I don't know. I just tried it again (on NT) with a fresh debug build from 
today's tree. I verified that no other mozilla processes were running and I see 
the same non-crash I described above. I'm still waiting to hear that anyone else 
has reproduced this or see a stack.
alecf saw it, I'll ask him to attach a stack...
Okay, so I talked to jband and here's what's going on:

When you register the JS object, a native wrapper object is created, which gets
added to the list, and then disappears when you exit the function since there
isn't an owning reference keeping it alive.

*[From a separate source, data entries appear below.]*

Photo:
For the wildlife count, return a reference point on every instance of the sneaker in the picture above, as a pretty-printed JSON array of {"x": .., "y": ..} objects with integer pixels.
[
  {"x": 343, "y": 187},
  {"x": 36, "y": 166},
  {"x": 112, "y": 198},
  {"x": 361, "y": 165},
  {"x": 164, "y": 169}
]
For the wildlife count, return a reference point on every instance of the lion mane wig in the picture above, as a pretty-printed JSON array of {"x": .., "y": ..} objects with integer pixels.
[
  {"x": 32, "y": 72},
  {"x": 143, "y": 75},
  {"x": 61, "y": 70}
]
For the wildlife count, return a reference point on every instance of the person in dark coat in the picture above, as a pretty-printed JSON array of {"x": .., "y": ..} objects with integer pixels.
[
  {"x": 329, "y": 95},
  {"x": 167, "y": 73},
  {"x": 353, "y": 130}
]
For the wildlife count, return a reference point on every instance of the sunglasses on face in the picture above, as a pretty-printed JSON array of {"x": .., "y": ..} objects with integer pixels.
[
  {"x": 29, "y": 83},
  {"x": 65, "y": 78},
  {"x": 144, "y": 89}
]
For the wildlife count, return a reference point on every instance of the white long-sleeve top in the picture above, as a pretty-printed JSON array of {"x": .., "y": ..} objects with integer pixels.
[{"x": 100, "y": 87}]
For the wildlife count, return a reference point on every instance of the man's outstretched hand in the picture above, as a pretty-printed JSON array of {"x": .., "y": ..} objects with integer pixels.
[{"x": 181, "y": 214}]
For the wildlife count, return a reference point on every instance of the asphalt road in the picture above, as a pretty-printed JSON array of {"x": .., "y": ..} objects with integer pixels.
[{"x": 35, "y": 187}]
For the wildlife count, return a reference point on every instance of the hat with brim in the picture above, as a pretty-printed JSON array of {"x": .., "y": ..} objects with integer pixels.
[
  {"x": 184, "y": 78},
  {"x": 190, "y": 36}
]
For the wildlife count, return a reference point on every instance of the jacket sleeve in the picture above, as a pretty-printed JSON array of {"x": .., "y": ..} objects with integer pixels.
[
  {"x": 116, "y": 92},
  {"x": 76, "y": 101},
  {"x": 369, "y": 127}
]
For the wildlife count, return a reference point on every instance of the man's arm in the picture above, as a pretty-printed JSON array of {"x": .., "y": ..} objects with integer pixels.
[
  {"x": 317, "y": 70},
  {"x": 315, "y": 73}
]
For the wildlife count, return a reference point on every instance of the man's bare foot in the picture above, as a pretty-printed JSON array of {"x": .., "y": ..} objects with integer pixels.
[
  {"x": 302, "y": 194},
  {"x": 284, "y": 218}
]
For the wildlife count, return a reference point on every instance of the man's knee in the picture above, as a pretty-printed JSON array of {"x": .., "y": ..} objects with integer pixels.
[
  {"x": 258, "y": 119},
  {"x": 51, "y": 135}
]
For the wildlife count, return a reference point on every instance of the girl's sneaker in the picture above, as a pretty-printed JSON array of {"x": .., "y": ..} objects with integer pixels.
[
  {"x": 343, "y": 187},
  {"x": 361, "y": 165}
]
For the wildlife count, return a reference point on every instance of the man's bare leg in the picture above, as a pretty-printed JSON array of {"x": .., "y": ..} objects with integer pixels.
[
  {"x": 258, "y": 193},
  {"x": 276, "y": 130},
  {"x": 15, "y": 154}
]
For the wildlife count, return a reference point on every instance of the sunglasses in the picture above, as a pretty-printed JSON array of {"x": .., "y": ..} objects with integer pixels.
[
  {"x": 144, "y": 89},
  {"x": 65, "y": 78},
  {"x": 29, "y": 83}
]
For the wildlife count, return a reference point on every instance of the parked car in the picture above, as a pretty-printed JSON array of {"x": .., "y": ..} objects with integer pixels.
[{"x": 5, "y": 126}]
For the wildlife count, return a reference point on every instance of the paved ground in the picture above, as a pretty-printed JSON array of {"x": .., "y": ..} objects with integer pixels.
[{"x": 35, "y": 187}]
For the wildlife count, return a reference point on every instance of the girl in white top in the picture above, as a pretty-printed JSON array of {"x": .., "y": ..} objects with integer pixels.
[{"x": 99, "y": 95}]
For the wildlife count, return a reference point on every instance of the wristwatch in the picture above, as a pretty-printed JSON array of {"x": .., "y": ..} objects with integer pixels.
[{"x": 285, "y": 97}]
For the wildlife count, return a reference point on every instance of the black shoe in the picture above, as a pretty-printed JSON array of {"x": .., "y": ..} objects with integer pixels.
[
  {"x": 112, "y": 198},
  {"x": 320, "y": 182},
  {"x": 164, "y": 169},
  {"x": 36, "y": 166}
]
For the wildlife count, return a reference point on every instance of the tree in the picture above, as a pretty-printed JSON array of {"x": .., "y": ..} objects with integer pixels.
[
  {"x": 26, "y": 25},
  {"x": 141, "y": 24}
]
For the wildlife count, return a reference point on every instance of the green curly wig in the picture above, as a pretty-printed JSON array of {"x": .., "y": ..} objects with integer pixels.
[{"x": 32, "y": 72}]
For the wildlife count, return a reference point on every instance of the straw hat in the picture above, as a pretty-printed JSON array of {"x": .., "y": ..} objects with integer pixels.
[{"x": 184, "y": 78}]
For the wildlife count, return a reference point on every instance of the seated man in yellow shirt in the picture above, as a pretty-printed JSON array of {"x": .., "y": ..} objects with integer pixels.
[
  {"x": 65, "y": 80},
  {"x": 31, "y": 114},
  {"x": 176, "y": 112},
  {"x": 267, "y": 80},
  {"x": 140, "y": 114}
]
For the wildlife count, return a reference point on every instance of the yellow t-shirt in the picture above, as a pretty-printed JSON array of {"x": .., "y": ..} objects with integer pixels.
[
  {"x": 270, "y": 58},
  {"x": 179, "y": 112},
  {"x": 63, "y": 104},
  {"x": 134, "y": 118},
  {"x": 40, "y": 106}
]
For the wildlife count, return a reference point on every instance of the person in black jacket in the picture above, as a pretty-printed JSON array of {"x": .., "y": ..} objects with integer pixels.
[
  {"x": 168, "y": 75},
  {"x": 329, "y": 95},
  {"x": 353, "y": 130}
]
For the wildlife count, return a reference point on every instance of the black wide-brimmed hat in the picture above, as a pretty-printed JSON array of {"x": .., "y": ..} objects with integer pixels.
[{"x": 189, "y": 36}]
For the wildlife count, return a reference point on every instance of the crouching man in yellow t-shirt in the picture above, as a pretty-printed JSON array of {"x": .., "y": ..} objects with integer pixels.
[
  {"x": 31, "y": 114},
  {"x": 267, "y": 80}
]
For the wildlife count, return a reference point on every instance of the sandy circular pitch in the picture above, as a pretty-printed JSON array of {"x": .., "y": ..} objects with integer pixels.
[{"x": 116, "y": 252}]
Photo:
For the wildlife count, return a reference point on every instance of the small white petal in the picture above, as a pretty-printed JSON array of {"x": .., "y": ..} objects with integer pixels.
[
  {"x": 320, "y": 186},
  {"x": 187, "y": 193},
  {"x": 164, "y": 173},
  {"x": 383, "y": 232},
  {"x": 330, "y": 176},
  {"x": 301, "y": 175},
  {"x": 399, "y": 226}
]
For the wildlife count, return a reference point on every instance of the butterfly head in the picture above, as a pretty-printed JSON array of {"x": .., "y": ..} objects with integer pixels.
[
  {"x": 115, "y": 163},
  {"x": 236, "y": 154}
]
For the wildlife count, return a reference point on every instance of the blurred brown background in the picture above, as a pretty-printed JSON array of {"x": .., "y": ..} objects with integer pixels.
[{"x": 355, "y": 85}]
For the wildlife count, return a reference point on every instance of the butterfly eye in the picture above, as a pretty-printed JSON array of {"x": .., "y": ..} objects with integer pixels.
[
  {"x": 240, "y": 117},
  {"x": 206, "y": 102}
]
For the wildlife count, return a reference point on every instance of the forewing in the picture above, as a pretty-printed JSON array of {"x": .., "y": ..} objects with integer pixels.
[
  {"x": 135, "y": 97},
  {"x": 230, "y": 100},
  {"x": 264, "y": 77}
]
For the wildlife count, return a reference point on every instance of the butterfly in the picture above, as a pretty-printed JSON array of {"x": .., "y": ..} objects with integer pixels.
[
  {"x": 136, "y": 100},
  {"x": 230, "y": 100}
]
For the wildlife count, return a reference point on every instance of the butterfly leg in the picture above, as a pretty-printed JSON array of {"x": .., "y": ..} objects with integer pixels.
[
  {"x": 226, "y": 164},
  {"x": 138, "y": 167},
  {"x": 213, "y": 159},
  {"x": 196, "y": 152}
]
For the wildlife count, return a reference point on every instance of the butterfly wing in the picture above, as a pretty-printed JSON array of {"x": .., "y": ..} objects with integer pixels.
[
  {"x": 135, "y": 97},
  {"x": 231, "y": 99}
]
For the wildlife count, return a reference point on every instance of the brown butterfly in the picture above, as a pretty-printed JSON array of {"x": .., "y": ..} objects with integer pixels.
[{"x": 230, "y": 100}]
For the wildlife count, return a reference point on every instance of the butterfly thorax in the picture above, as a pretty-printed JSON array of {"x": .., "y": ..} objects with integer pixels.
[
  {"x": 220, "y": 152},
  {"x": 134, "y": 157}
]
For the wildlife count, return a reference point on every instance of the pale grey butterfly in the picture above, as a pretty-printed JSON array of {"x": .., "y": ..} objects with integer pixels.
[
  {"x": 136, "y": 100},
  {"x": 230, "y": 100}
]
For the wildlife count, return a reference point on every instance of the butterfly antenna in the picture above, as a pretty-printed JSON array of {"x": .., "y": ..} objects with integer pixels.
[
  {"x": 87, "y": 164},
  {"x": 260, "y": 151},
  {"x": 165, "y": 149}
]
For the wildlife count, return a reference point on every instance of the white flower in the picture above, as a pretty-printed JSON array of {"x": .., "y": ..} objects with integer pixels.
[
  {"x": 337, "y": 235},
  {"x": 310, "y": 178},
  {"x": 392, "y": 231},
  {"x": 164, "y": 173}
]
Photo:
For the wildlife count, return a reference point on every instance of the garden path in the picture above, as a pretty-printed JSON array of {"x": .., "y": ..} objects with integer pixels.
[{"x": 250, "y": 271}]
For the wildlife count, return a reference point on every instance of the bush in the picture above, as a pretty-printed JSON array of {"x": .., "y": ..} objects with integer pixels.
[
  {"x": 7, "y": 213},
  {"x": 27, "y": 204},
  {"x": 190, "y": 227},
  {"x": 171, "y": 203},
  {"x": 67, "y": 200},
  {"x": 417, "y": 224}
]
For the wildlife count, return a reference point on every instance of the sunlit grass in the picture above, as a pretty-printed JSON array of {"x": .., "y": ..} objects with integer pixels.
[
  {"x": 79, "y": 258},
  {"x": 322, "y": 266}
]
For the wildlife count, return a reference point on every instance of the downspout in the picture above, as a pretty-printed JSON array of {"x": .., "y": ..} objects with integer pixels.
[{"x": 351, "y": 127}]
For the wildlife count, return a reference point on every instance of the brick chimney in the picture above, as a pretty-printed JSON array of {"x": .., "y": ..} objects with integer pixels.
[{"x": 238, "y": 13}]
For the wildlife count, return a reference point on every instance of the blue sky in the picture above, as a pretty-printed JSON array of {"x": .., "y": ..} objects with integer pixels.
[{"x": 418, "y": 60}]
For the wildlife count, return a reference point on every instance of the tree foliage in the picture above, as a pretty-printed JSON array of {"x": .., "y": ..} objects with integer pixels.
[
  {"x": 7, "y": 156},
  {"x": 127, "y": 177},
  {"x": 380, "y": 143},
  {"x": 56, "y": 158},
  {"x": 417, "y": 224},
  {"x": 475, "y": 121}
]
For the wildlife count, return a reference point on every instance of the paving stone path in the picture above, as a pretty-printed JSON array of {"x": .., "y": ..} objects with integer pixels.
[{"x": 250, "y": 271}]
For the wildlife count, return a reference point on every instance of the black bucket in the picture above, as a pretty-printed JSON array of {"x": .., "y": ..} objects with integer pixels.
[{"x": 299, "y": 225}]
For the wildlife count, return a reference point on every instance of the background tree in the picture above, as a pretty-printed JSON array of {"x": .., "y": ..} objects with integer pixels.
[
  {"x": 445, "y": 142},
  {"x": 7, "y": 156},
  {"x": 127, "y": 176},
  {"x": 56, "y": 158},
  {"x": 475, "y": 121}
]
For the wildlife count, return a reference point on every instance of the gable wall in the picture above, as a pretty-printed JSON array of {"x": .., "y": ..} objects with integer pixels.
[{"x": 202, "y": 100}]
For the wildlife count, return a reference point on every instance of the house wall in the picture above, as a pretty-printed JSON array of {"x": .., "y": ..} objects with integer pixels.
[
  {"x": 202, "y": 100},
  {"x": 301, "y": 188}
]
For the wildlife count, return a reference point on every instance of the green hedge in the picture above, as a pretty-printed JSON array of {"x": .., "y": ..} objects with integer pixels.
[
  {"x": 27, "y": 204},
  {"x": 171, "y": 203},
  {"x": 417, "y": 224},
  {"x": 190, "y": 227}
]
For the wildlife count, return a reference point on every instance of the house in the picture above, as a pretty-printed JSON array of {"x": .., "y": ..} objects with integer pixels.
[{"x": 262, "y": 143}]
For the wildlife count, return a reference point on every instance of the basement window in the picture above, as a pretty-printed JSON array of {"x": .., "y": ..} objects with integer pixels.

To fix this AddProgressListener should use owning references, which also means
fixing other clients so they cleanly RemoveProgresslistener where appropriate.

Ugh.
what I don't understand is why a global variable isn't enough to keep a
reference. jband?
alecf: The JSObject will be rooted as a property of global object. But, the 
xpconnect wrapper that is built to be used by the native code lives only as long 
as its reference count is > 0. In this case, the wrapper is transparently 
created by xpconnect with a refcount of 1 to be used as an 'in' param to 
AddProgressListener. Since AddProgressListener does not addref the copy of the 
pointer it stores, xpconnect's Release on the wrapper causes the wrapper's 
destruction.

jag: I'm not so sure that forcing the use of a strong reference is the best way 
to go. If it were up to me I'd convert the progress listener stuff to use the 
same pattern as nsIObserverList. That system has all the support needed to 
transparently work with nsIObservers that support nsISupportsWeakReference (or 
not). You could look into cloning that pattern for use with 
nsIWebProgressListener. Then you'd need to make the other listeners either 
implement nsISupportsWeakReference or change their use to make them deal with 
the doc loader holding a strong reference.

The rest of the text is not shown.